Sunday 9 August 2015



Richard S. Schweiker, a former United States representative and senator from Pennsylvania who was the secretary of health and human services during the first term of President Ronald Reagan, died on Friday in Pomona, N.J. He was 89.

His son Richard Schweiker Jr. said on Monday that Mr. Schweiker had died of complications of an infection at AtlantiCare Regional Medical Center after spending a week with his family at his home in Ocean City, N.J.

Mr. Schweiker was president of a Washington-based lobbying and trade group for the life insurance industry for more than a decade after leaving the Reagan administration in 1983.

An enigmatic Republican who looked conservative to many liberals and liberal to many conservatives, Mr. Schweiker went to Washington in 1961 and served for two decades in Congress and two more years in the White House in an era of assassinations, war and sweeping social changes.

As a House member for eight years, he was known as a moderate conservative. He was one of labor’s closest allies, but opposed gun control and the use of federal funds for abortions. He also supported prayers in public schools and in later years voted against busing to integrate schools.

But in his 12 years in the Senate he became known as something of a liberal, a defender of financing for health agencies and medical research. In 1974, he sponsored landmark legislation to finance the National Commission on Diabetes, which created a long-term plan to fight the disease. He also worked closely with Senator Edward M. Kennedy, his Democratic counterpart on labor and public welfare committees.


In 1976, Senators Schweiker and Gary Hart, Democrat of Colorado, issued a report on the 1963 assassination of President John F. Kennedy, casting doubt on the Warren Commission’s conclusion that Lee Harvey Oswald was the lone gunman in Dallas. The report said that the Central Intelligence Agency and the Federal Bureau of Investigation had withheld critical information from the commission.

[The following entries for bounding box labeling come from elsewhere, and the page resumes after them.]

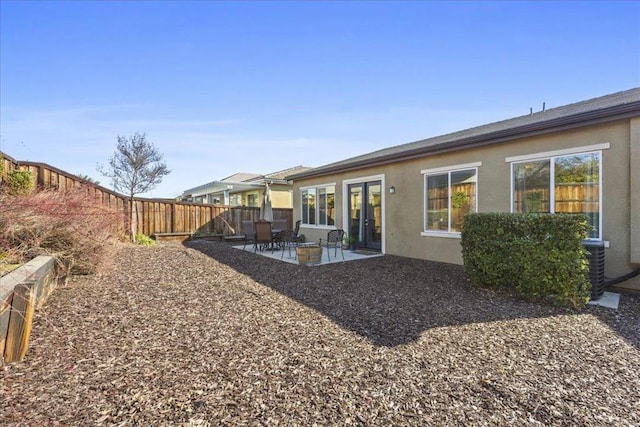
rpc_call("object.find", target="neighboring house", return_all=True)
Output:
[181,166,310,208]
[288,88,640,289]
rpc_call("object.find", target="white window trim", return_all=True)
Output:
[298,182,337,230]
[507,149,610,241]
[420,162,482,239]
[504,142,611,163]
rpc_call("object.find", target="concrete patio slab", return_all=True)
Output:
[233,245,383,266]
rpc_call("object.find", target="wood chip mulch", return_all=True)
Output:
[0,241,640,426]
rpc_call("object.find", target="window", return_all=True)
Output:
[511,151,602,239]
[301,184,336,226]
[422,163,480,233]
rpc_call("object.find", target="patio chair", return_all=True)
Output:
[241,221,256,250]
[325,229,344,261]
[280,230,300,259]
[273,219,287,234]
[253,221,275,253]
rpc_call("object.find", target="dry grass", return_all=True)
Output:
[0,241,640,426]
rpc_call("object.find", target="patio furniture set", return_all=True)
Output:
[242,220,345,263]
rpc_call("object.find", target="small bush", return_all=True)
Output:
[0,188,124,273]
[461,213,591,307]
[136,233,156,246]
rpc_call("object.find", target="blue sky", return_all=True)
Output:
[0,0,640,197]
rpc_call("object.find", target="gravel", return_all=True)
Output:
[0,241,640,426]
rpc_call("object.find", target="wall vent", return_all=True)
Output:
[584,241,605,301]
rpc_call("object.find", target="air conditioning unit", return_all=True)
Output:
[583,241,605,301]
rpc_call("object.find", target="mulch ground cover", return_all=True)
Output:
[0,241,640,426]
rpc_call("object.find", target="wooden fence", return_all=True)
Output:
[0,152,293,236]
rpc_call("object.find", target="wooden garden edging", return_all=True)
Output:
[0,255,57,363]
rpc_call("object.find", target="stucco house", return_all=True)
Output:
[288,88,640,289]
[181,166,311,208]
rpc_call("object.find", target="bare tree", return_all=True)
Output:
[98,132,171,242]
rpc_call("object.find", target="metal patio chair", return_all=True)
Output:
[253,221,275,253]
[325,229,344,261]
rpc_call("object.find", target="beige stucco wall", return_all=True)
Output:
[240,184,293,209]
[293,119,640,289]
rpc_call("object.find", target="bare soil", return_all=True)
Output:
[0,241,640,426]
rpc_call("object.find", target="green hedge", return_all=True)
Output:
[461,213,591,307]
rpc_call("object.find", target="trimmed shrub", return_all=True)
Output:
[461,213,591,307]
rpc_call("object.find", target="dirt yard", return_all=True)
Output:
[0,241,640,426]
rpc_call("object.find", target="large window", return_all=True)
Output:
[422,164,479,233]
[301,184,336,226]
[511,151,602,239]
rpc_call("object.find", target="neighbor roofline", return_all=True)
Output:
[287,101,640,181]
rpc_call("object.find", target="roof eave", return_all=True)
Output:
[287,101,640,181]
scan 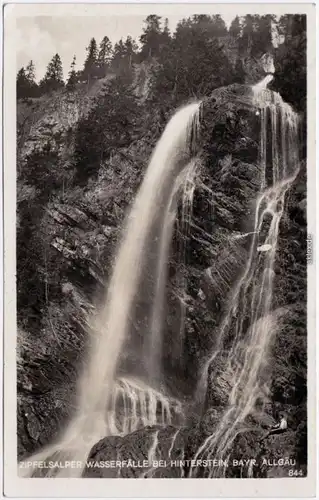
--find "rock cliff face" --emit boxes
[18,68,306,477]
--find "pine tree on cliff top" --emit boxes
[40,54,64,92]
[97,36,112,78]
[82,38,98,83]
[140,14,162,60]
[229,16,241,38]
[66,56,77,90]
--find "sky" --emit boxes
[16,12,234,80]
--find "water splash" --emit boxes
[189,81,299,477]
[20,103,200,477]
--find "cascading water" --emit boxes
[20,103,200,477]
[189,76,299,477]
[20,75,298,477]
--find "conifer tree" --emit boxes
[66,56,77,90]
[97,36,112,78]
[17,68,29,99]
[40,54,64,92]
[25,59,36,85]
[229,16,241,38]
[140,14,162,59]
[124,36,138,68]
[83,38,98,83]
[17,60,38,99]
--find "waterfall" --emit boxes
[19,103,200,477]
[189,84,299,477]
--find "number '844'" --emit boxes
[288,469,303,477]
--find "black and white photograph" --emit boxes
[1,4,315,495]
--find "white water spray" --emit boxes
[23,103,200,477]
[189,80,299,477]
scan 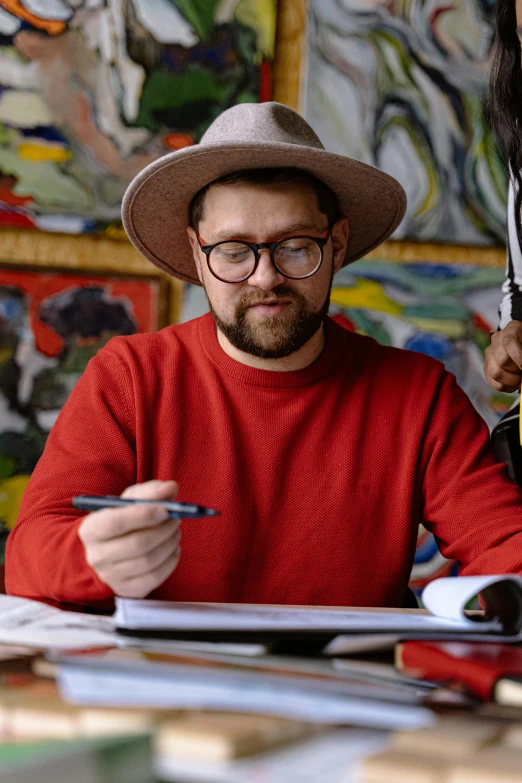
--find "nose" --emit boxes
[247,247,285,291]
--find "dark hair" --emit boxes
[488,0,522,247]
[189,167,341,231]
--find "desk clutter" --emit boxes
[0,577,522,783]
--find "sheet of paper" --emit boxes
[422,574,522,630]
[58,662,434,729]
[114,598,499,633]
[0,595,116,650]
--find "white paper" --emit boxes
[422,574,522,630]
[114,600,500,633]
[0,595,117,650]
[58,662,434,729]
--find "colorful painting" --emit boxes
[0,268,160,559]
[303,0,507,245]
[0,0,276,236]
[330,260,515,591]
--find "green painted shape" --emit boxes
[134,63,233,131]
[170,0,220,39]
[0,454,16,480]
[343,307,393,345]
[0,147,90,211]
[334,260,505,299]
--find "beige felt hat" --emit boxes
[122,103,406,285]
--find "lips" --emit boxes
[249,299,290,307]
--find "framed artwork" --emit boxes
[302,0,507,246]
[0,258,170,556]
[0,0,276,237]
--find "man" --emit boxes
[7,104,522,606]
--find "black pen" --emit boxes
[72,495,220,519]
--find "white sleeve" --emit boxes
[499,180,522,329]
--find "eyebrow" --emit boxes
[207,222,328,242]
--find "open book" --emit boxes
[114,574,522,642]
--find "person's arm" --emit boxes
[484,184,522,392]
[421,370,522,575]
[6,344,165,605]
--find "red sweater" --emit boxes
[6,315,522,606]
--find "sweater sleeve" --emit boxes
[416,371,522,575]
[499,182,522,329]
[6,347,136,608]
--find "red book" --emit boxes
[395,641,522,705]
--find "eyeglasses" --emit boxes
[196,229,331,283]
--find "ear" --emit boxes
[187,226,203,283]
[331,217,350,274]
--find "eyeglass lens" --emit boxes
[208,237,321,282]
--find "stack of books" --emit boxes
[0,575,522,783]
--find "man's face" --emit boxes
[188,184,348,359]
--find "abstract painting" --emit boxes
[0,0,276,237]
[330,260,515,591]
[0,268,161,561]
[303,0,507,245]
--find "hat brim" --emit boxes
[122,142,406,285]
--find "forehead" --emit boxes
[202,183,324,223]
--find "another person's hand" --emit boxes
[78,481,181,598]
[484,321,522,392]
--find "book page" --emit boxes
[114,598,498,633]
[422,574,522,631]
[0,595,116,650]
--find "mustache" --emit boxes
[236,284,304,310]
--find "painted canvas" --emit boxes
[0,268,160,562]
[330,260,515,591]
[303,0,507,245]
[0,0,276,236]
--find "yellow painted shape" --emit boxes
[18,142,71,163]
[0,474,31,530]
[0,0,67,35]
[331,280,402,315]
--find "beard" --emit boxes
[205,275,333,359]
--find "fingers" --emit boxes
[78,504,168,544]
[114,547,180,598]
[121,481,178,500]
[100,534,180,585]
[78,481,181,598]
[484,321,522,392]
[84,519,180,569]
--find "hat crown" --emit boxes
[200,101,324,150]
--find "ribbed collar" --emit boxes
[199,313,350,389]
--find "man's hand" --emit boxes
[78,481,181,598]
[484,321,522,392]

For refusing to side consistently with the left or right, Mr. Schweiker was often distrusted at both ends of the political spectrum. Conservatives were especially stunned in 1976 when Reagan, running for the presidential nomination and seeking a ticket-balancer, chose Mr. Schweiker as his running mate — an empty gesture, since President Gerald R. Ford won the Republican Party nomination and the Democrat, Jimmy Carter, won the election.

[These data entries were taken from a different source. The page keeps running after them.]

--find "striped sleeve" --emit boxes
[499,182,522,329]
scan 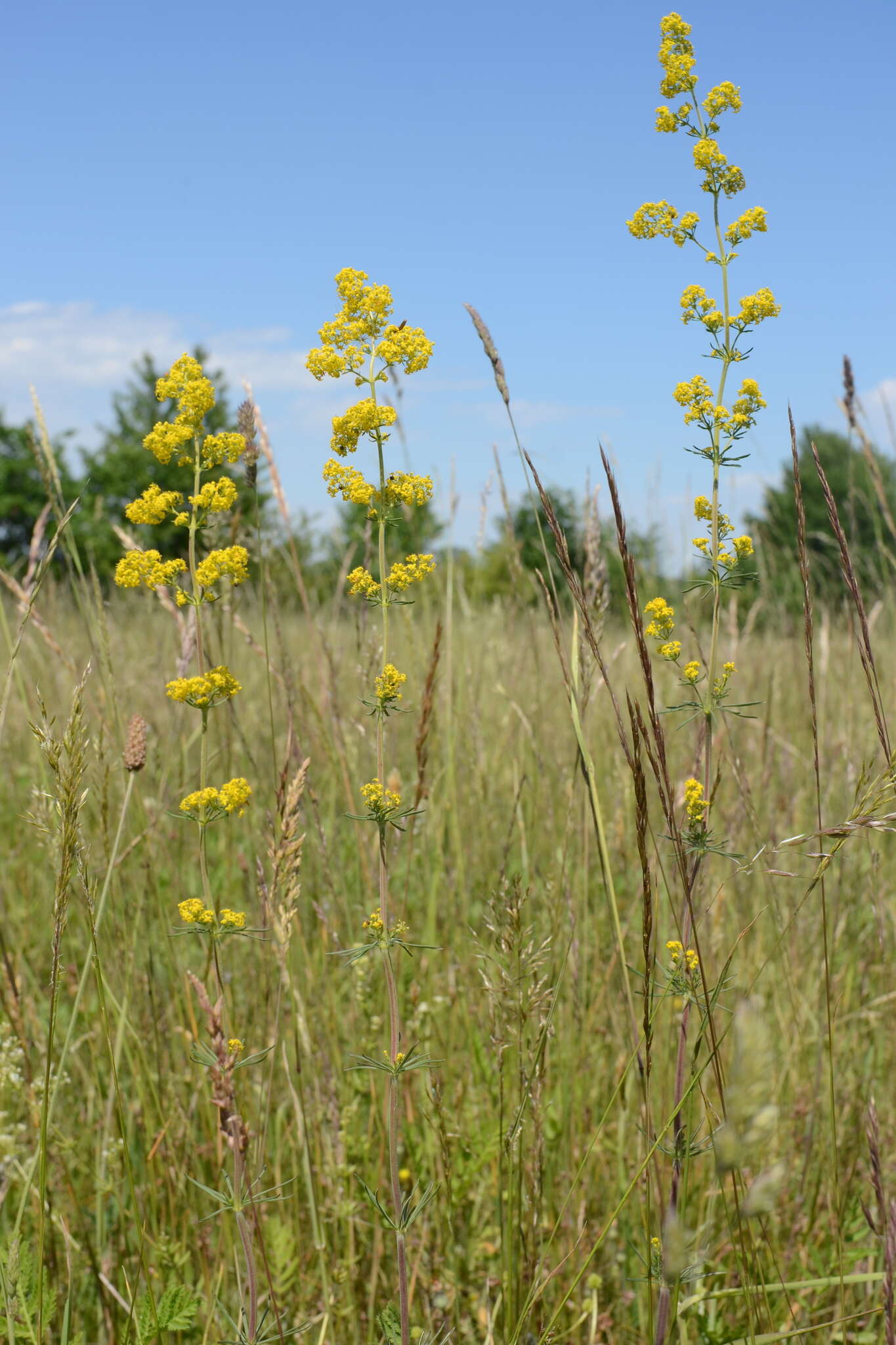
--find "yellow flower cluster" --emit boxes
[681,285,725,332]
[376,472,433,506]
[643,597,675,640]
[685,776,706,822]
[345,565,380,597]
[324,457,376,504]
[725,206,769,244]
[144,355,215,463]
[385,552,435,593]
[693,136,747,196]
[702,79,743,117]
[666,939,700,973]
[177,897,215,924]
[180,778,253,822]
[657,102,692,133]
[362,779,402,820]
[188,475,242,514]
[177,897,246,931]
[165,663,242,710]
[373,663,407,705]
[329,397,398,457]
[196,546,249,588]
[202,431,246,471]
[628,200,700,248]
[116,550,186,588]
[305,267,433,380]
[735,286,780,327]
[125,481,184,523]
[658,13,697,99]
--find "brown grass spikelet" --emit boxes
[463,304,511,406]
[186,971,249,1154]
[122,714,146,771]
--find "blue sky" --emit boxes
[0,0,896,550]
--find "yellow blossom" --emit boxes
[643,597,675,640]
[373,663,407,705]
[116,550,186,588]
[330,397,398,457]
[725,206,769,244]
[196,546,249,588]
[324,457,376,504]
[362,779,402,820]
[125,481,184,523]
[177,897,205,924]
[165,663,242,710]
[345,565,380,597]
[188,475,242,514]
[385,553,435,592]
[202,431,246,473]
[702,79,742,117]
[735,288,780,327]
[685,776,706,822]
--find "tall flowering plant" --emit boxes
[308,268,435,1345]
[116,355,267,1342]
[628,13,780,1345]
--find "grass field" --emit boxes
[0,570,895,1342]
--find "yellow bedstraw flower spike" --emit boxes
[125,481,184,523]
[345,565,380,597]
[219,776,253,818]
[165,663,242,710]
[376,472,433,506]
[196,546,249,588]
[116,552,186,588]
[725,206,769,244]
[735,288,780,327]
[373,663,407,705]
[360,779,402,822]
[376,326,433,374]
[385,552,435,592]
[156,354,215,426]
[702,79,743,117]
[177,897,205,924]
[329,397,398,457]
[186,475,242,514]
[643,597,675,640]
[685,776,706,822]
[221,906,246,929]
[628,200,700,248]
[144,418,196,466]
[324,457,376,504]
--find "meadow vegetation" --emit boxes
[0,15,896,1345]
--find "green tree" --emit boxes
[77,347,236,579]
[748,425,896,609]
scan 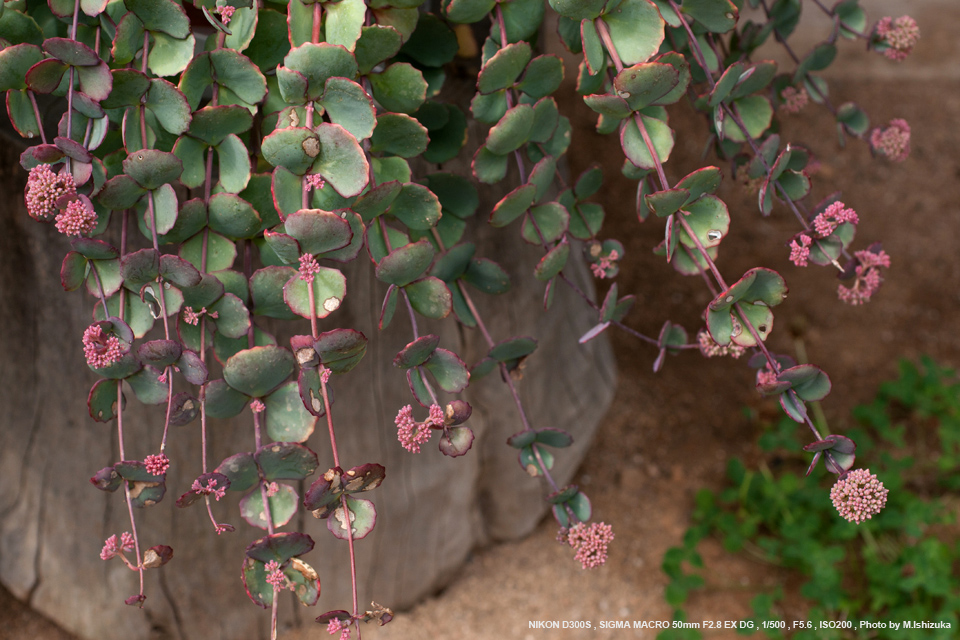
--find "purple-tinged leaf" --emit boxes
[137,340,182,369]
[20,144,63,171]
[253,442,319,480]
[240,484,299,529]
[76,60,113,102]
[313,329,367,373]
[393,335,440,369]
[341,462,387,493]
[170,392,200,427]
[43,38,100,67]
[423,349,470,393]
[215,452,260,491]
[376,238,436,287]
[284,209,353,254]
[303,467,343,519]
[206,380,250,418]
[440,427,474,458]
[246,532,313,564]
[143,544,173,569]
[90,467,123,492]
[159,254,200,289]
[264,382,317,442]
[27,58,67,93]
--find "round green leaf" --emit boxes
[620,116,673,169]
[240,484,298,528]
[283,267,347,318]
[316,122,370,198]
[477,42,532,94]
[257,380,317,444]
[223,346,295,398]
[403,276,453,320]
[604,0,664,65]
[370,113,430,158]
[368,62,427,114]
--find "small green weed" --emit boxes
[657,357,960,640]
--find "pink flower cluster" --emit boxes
[24,164,77,222]
[813,200,860,238]
[876,16,920,62]
[393,404,444,453]
[697,329,747,358]
[327,618,350,640]
[183,307,220,326]
[780,87,810,113]
[303,173,327,189]
[57,197,97,236]
[264,560,293,591]
[190,478,227,500]
[790,233,813,267]
[590,249,620,279]
[143,453,170,476]
[300,253,320,284]
[830,469,887,524]
[100,531,135,560]
[757,362,777,387]
[83,324,124,369]
[870,118,910,162]
[837,249,890,306]
[557,522,614,569]
[215,4,237,25]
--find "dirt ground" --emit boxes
[0,2,960,640]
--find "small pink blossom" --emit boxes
[830,469,887,524]
[876,16,920,62]
[183,307,220,326]
[56,198,97,236]
[837,249,890,306]
[100,531,136,560]
[143,453,170,476]
[697,329,747,358]
[870,118,910,162]
[215,4,237,25]
[780,87,810,113]
[590,249,620,279]
[813,201,860,238]
[24,164,77,222]
[300,253,320,284]
[303,173,327,189]
[757,362,778,387]
[83,324,124,369]
[394,404,432,453]
[264,560,287,591]
[327,618,350,640]
[558,522,614,569]
[790,233,813,267]
[190,478,227,502]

But Mr. Schweiker’s allegiance was not forgotten, and when Reagan won the presidency in 1980, he named the senator to be secretary of health and human services, the sprawling $270 billion agency that encompassed Social Security,Medicare and other programs affecting millions of Americans.

Mr. Schweiker carried out Reagan policies for cutting funds, or the growth of outlays, for health, welfare and social services. But constituents admired him anyway for making reductions as judiciously as possible, and for overturning proposed cuts for the National Institutes of Health, the Public Health Service and Head Start, the program of services for poor preschoolers.

When Mr. Schweiker resigned, Senator Kennedy praised him. “Dick Schweiker has been a good friend and colleague for many years,” he said. “As secretary of health and human services he has too often been a lonely voice of compassion and humanity. The country may never know how much greater the damage to social programs would have been without Dick Schweiker as secretary.”

Richard Schultz Schweiker was born in Norristown, Pa., on June 1, 1926, the son of Malcolm Schweiker and the former Blanche Schultz. After high school he joined the Navy and served on an aircraft carrier during World War II. He graduated with honors from Pennsylvania State University in 1950, and over the next decade rose in business to become president of the American Olean Tile Company.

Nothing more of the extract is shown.